The dollar was mostly lower against other major currencies, while gold prices rose.

Light, sweet crude rose $4.61 to $54.54 on the New York Mercantile Exchange.

Jim Baird, chief investment strategist with Plante Moran Financial Advisors, said the uncertainty over whether the government's cocktail of direct investments in financial houses and support of debt obligations will prove effective has led to recent stock market volatility. He warned, however, that the concerns about banks and the broader economy are likely to continue, he said.

"Just the sheer breadth of potential outcomes is very, very wide which I think makes it difficult for investors to determine how do you play it from here."

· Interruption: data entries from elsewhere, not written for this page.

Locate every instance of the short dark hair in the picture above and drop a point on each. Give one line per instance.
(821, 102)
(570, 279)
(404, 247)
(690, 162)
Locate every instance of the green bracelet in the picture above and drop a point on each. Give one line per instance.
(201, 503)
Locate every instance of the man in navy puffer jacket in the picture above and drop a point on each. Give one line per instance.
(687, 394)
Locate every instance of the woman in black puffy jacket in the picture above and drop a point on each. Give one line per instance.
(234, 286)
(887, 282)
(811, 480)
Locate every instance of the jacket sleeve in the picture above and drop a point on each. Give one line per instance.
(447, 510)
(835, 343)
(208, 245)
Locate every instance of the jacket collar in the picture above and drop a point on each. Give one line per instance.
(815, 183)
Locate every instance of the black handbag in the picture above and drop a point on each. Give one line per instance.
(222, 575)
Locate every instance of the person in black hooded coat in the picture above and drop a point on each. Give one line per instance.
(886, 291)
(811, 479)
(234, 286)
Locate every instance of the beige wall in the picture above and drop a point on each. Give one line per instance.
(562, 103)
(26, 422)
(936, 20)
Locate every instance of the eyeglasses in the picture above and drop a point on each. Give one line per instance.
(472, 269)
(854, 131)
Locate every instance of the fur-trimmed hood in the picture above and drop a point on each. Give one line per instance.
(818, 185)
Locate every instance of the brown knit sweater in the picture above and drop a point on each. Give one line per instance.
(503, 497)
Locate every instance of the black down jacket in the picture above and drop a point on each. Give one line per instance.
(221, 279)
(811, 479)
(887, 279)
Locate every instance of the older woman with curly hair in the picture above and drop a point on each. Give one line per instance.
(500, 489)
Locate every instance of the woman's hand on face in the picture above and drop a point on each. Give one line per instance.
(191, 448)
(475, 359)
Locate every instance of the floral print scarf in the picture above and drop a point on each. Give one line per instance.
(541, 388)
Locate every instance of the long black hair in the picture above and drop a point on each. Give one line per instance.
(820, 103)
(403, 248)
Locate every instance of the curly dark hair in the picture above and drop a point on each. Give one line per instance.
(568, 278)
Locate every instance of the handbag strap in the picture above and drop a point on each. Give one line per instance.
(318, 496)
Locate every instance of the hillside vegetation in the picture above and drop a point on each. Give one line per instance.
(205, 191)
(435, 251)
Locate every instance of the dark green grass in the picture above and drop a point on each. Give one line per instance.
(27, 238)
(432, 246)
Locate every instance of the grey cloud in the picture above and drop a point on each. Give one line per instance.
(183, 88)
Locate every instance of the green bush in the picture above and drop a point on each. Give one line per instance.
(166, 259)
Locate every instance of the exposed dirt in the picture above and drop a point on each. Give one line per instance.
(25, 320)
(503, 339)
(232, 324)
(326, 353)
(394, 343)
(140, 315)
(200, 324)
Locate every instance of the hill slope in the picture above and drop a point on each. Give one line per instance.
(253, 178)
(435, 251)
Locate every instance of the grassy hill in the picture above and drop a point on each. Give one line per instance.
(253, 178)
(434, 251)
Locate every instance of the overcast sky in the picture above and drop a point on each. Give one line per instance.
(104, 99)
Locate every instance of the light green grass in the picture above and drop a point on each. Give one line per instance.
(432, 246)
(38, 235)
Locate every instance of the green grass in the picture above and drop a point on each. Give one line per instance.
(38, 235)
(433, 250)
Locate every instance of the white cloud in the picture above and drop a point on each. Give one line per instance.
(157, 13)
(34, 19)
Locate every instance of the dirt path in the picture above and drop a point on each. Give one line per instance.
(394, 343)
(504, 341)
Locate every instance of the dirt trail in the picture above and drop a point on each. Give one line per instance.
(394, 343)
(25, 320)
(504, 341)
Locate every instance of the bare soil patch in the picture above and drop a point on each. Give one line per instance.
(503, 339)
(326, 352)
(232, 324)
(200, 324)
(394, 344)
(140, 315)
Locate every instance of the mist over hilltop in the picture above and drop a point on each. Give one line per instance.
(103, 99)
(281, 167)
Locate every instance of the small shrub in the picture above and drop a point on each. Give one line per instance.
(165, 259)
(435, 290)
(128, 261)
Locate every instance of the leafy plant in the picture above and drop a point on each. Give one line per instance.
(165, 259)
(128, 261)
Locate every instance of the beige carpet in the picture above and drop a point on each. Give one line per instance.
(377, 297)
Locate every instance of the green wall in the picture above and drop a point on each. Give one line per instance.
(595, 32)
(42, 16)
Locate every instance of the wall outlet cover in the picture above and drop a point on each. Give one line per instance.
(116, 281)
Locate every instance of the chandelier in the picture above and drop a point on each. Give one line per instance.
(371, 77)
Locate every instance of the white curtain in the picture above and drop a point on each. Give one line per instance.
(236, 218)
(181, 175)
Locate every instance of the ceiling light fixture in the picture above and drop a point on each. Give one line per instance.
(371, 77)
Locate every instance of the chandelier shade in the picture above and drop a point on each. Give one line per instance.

Stocks briefly came off their highs of the session in the middle of the session, with the Dow paring its gain from 300 points to 200 points, as President-elect Obama formally named his economic team but didn't offer specifics of an economic stimulus package nor state that he would push back a plan to raise taxes on the richest Americans. He reiterated his goal of creating 2.5 million jobs during the next two years.

Alan Lancz, director at investment research group LanczGlobal, said that while the market might have wanted a firmer commitment against raising taxes, it was too soon for Obama to outline specifics. Lancz expects the new administration wouldn't rush to implement the hikes if the economy appeared too weak.

"There's so many balls in the air right now he'd be foolish to make specific comments," Lancz said, noting that the economic picture could change greatly by Inauguration Day, which is Jan. 20.

Wall Street shrugged off a larger-than-expected drop in sales of existing homes last month as investors instead focus on the government's plans for the financial sector. And while the housing numbers fell short of expectations, Wall Street expected sales would fall sharply after last month's upheaval in the financial markets.

The National Association of Realtors says sales of existing homes fell 3.1 percent to a seasonally adjusted annual rate of 4.98 million in October. That's down from 5.14 million in September.

Citicorp's stock shot up nearly 60 percent Monday to just under $6 but the stock market rally might be short-lived -- shares of other major U.S. banks like Bank of America and JPMorgan Chase have lost more than 50 percent this year, reports Wallace.

Advancing issues outnumbered decliners by about 7 to 1 on the New York Stock Exchange, where volume came to 2.04 billion shares.

Overseas, Britain's FTSE 100 jumped 9.84 percent, Germany's DAX index surged 10.34 percent, and France's CAC-40 rose 10.09 percent. Hong Kong's Hang Seng index fell 1.59 percent; markets in Japan were closed for a holiday.